I leaned in so nobody else could hear. “Haven’t told them where you get the coin for all that extra food, have you? Working side jobs with bent wardens is bad for the reputation. And my, my, rutting with him too. How do you think that will go down?”
She went still for a second and then backed off with a flicker of fear blooming in her eyes. “Who are you, man?”
“I’m nobody worth knowing,” I said with a shrug.
Charra snorted. “We don’t have time to spend jawing with you lot.” She grabbed my sleeve and pulled me onwards past the gang. “Be seeing you later, girls.”
As we neared our destination, that nagging, throbbing itch in blood and bones progressed into a full-blown body-ache, my head pain into piercing agony. My hands shook as I trailed fingers down the grimy wooden walls of the buildings lining Bootmaker’s Way. The smell of leather lingered in the air even though the dozens of small workshops had closed their shutters hours ago.

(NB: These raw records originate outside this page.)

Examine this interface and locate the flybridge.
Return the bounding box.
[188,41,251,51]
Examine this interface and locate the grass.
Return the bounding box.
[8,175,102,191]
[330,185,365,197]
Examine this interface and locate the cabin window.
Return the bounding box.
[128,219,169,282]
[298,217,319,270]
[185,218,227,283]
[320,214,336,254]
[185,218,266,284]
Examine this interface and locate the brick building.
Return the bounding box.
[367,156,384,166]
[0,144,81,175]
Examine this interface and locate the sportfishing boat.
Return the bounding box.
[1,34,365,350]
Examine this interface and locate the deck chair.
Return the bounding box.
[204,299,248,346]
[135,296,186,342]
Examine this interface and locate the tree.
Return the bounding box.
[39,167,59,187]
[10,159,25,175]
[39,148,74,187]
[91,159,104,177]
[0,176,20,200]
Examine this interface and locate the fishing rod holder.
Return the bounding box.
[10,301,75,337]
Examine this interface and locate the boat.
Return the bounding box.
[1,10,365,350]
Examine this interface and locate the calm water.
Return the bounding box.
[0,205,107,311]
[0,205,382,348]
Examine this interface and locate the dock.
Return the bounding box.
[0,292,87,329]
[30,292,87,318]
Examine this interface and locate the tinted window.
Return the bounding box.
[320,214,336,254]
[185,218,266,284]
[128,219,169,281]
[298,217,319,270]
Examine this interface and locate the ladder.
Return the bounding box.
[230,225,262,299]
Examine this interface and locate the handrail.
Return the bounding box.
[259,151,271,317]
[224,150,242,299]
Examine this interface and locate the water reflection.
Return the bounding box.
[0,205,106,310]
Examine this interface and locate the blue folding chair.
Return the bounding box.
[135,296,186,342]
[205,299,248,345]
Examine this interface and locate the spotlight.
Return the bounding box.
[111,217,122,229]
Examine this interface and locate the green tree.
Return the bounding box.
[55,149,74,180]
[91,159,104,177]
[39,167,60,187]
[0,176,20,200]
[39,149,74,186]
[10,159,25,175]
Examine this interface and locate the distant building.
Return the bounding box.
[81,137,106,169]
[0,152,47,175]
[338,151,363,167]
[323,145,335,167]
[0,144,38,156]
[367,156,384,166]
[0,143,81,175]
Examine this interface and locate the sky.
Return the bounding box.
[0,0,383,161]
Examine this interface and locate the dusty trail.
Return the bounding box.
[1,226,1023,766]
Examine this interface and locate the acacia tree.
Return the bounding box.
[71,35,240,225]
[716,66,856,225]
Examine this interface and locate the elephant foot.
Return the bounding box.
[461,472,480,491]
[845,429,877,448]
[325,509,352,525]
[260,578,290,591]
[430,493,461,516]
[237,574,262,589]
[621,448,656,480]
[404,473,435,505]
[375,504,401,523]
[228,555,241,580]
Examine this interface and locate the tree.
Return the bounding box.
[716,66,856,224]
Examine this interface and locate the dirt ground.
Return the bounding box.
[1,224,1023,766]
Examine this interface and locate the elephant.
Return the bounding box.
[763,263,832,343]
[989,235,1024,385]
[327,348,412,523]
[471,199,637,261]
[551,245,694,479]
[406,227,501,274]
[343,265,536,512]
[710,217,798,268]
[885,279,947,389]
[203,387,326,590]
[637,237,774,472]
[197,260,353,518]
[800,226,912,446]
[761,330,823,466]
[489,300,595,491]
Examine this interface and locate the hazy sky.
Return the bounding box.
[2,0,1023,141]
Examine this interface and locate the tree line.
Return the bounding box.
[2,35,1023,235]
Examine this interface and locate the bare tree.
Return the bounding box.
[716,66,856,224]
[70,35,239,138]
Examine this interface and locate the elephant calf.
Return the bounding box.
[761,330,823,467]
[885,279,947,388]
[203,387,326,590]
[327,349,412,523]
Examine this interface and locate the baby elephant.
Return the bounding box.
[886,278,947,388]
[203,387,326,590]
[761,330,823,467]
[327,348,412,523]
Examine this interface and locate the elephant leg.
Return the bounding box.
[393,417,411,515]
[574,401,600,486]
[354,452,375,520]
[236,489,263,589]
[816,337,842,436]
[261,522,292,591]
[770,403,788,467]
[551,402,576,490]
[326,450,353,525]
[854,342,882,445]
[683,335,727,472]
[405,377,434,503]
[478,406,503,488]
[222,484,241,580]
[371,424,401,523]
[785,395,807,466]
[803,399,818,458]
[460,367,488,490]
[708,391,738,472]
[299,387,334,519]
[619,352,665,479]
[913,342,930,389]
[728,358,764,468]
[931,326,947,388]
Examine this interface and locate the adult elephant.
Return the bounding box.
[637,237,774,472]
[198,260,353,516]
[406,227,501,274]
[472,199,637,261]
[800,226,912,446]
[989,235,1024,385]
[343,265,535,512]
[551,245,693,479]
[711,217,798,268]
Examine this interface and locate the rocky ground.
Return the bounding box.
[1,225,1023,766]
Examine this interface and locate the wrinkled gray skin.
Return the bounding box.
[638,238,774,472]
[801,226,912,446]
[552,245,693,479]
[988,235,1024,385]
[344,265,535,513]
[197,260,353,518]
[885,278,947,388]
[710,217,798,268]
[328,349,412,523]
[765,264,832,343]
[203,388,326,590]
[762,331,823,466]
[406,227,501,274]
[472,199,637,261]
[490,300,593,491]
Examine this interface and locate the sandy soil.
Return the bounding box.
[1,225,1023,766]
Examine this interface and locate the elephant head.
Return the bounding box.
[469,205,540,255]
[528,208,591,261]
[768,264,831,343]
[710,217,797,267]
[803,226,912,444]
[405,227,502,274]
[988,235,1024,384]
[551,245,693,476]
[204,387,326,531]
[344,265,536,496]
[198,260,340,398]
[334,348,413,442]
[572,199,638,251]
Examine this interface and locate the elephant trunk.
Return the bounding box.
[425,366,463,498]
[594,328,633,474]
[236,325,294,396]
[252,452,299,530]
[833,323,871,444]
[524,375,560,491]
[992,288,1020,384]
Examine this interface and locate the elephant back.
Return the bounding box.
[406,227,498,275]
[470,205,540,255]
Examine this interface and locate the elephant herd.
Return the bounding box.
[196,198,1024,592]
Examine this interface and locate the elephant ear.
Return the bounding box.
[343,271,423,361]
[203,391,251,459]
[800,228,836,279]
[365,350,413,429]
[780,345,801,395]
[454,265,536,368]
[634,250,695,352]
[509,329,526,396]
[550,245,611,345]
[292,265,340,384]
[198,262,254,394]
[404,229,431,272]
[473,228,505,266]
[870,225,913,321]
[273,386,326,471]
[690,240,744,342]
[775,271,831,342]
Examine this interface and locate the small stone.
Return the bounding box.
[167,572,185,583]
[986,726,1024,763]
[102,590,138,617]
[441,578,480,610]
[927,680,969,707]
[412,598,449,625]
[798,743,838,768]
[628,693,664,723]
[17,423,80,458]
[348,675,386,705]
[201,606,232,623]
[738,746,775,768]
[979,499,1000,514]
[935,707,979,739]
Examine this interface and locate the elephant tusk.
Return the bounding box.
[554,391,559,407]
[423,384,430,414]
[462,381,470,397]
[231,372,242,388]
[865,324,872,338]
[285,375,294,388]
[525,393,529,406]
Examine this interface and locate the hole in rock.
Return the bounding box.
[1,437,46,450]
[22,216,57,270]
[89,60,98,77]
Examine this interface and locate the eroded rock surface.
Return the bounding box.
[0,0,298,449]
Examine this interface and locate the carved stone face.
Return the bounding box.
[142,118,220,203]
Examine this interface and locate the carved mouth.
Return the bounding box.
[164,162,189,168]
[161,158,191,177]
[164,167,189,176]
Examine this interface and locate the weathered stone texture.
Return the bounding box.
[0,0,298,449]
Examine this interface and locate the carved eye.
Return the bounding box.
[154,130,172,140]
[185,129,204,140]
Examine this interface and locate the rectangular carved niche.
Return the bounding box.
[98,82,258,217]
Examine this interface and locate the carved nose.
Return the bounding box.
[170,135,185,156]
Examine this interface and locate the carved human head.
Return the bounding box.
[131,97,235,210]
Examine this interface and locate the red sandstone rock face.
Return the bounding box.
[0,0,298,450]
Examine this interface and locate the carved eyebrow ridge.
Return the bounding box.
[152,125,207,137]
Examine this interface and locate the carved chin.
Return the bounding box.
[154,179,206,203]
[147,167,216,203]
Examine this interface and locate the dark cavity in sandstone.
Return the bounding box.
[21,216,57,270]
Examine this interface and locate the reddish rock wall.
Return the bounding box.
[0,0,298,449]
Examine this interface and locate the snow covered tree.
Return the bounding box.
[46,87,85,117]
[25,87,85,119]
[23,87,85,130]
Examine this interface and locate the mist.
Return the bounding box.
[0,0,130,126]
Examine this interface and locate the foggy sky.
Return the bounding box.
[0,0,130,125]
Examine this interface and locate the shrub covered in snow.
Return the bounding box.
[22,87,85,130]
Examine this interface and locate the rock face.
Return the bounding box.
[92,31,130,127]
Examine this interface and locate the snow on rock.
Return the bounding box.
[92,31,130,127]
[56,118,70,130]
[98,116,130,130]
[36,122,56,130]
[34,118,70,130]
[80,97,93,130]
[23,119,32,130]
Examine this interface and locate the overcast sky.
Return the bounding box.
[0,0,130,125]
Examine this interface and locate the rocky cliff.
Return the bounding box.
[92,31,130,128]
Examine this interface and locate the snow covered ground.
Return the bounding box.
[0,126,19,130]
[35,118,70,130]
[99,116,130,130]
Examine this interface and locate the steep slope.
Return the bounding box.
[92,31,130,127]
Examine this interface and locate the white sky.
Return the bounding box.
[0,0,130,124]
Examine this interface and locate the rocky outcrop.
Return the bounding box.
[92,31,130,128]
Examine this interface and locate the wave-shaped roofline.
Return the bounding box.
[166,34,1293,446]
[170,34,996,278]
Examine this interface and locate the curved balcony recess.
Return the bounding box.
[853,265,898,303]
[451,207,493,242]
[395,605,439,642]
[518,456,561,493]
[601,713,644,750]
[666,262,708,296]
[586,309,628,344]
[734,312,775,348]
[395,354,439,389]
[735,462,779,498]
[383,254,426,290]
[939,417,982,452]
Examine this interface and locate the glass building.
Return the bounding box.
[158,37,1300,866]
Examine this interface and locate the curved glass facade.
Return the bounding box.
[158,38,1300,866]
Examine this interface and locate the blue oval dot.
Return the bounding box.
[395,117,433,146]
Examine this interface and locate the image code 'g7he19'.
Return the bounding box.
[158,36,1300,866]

Finally she stopped. “This is the place.” Her eyes glistened, but I knew she wouldn’t cry. Charra had used up a lifetime’s worth of tears long ago. She once said that an ocean of tears had never solved anything for her, and that a stolen knife in the dark of a grubby backroom had. Over the years she had hunted down everybody that had once harmed her. She had blood on her hands, but then so did I.